Scott McGrath tried over-the-counter medications for his heart condition. But they didn't work as well as Colchicine.
"It's scary, it's a scary position to be in, to find myself in," McGrath said. "But ultimately I had to pay because I needed the drug."
URL's exclusive right to Colchicine for the most common indication - gout - expires next July.
There are about 1,000 other unapproved medications currently on the market. Since the FDA does not control drug pricing, there's little to stop similar price hikes from happening again.
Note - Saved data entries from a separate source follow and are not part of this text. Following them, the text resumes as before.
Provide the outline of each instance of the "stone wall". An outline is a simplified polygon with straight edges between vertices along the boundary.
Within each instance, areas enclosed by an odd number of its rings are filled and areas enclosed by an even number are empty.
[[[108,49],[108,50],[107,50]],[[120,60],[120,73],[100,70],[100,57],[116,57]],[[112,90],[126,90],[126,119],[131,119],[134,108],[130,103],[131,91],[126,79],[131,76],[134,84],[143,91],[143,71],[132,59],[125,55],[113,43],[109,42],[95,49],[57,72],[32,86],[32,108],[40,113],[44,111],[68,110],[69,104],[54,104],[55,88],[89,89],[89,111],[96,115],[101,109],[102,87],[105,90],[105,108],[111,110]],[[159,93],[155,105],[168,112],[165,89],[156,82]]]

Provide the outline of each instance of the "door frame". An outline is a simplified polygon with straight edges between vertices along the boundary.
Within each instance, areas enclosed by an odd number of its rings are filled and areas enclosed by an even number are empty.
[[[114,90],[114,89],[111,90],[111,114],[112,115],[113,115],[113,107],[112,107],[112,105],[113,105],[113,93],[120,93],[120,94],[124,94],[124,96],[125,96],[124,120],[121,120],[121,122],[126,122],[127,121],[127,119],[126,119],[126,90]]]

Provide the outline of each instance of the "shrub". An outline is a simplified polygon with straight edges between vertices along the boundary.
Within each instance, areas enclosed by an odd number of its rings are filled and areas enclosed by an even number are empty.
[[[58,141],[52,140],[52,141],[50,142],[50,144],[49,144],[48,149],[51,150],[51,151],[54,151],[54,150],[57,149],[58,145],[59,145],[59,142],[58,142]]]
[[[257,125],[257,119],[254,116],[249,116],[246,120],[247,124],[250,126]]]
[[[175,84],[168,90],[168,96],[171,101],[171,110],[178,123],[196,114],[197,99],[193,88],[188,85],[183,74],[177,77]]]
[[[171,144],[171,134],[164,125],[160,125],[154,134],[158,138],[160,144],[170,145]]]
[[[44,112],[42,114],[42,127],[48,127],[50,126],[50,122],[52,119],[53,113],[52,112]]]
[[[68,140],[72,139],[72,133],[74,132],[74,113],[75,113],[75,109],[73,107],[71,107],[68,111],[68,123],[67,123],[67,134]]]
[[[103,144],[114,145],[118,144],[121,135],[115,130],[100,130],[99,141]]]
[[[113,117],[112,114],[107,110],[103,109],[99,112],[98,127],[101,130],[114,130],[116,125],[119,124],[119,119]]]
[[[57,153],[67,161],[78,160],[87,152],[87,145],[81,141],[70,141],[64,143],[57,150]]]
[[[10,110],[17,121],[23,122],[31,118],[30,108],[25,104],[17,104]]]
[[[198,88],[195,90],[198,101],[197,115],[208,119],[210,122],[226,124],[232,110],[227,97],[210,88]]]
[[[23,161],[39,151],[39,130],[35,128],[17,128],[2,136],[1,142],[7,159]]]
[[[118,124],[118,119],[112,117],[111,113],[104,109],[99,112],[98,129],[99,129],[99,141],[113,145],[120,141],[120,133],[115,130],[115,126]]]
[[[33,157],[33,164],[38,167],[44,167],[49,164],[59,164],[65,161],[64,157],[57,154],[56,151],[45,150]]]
Statement from URL Pharma:
Through our patient assistance initiatives, we have assured that virtually every patient should be able to get FDA-approved Colcrys without any financial barrier. This is evidenced by the ratio of people who we help, versus those who register a concern about price, being over 12,000 to 1. The price of Colcrys is consistent with other innovator products for pain and chronic conditions, and should not be compared to the cost of illegal, unapproved versions of colchicine that did nothing to advance medical science for patient safety. (VN: Awe, poor baby)
The article is reproduced in accordance with Section 107 of title 17 of the Copyright Law of the United States relating to fair-use and is for the purposes of criticism, comment, news reporting, teaching, scholarship, and research.
For 2000 years, people have been getting sick and dying from colchicine unnecessarily. But this wasn't known until URL Pharma conducted its ground-breaking research that dramatically reduced adverse reactions, identified many critically important drug-drug interactions, and showed how to minimize the risks of these adverse reactions. FDA issued press releases, a video, and a White Paper confirming the importance of these discoveries. The American College of Rheumatology (ACR) published our research papers in its journal.
Congress established financial incentives for drug companies to make discoveries that benefit the public. Even with the financial incentives that Congress established through the Waxman Hatch Amendment, URL Pharma is the only drug company that answered FDA's request, conducted this novel research, and invested and risked the costs in money, time, and intellectual resources to bring these improvements in patient safety to the public, and thus deserves to receive the Congressionally-mandated reward for our contributions.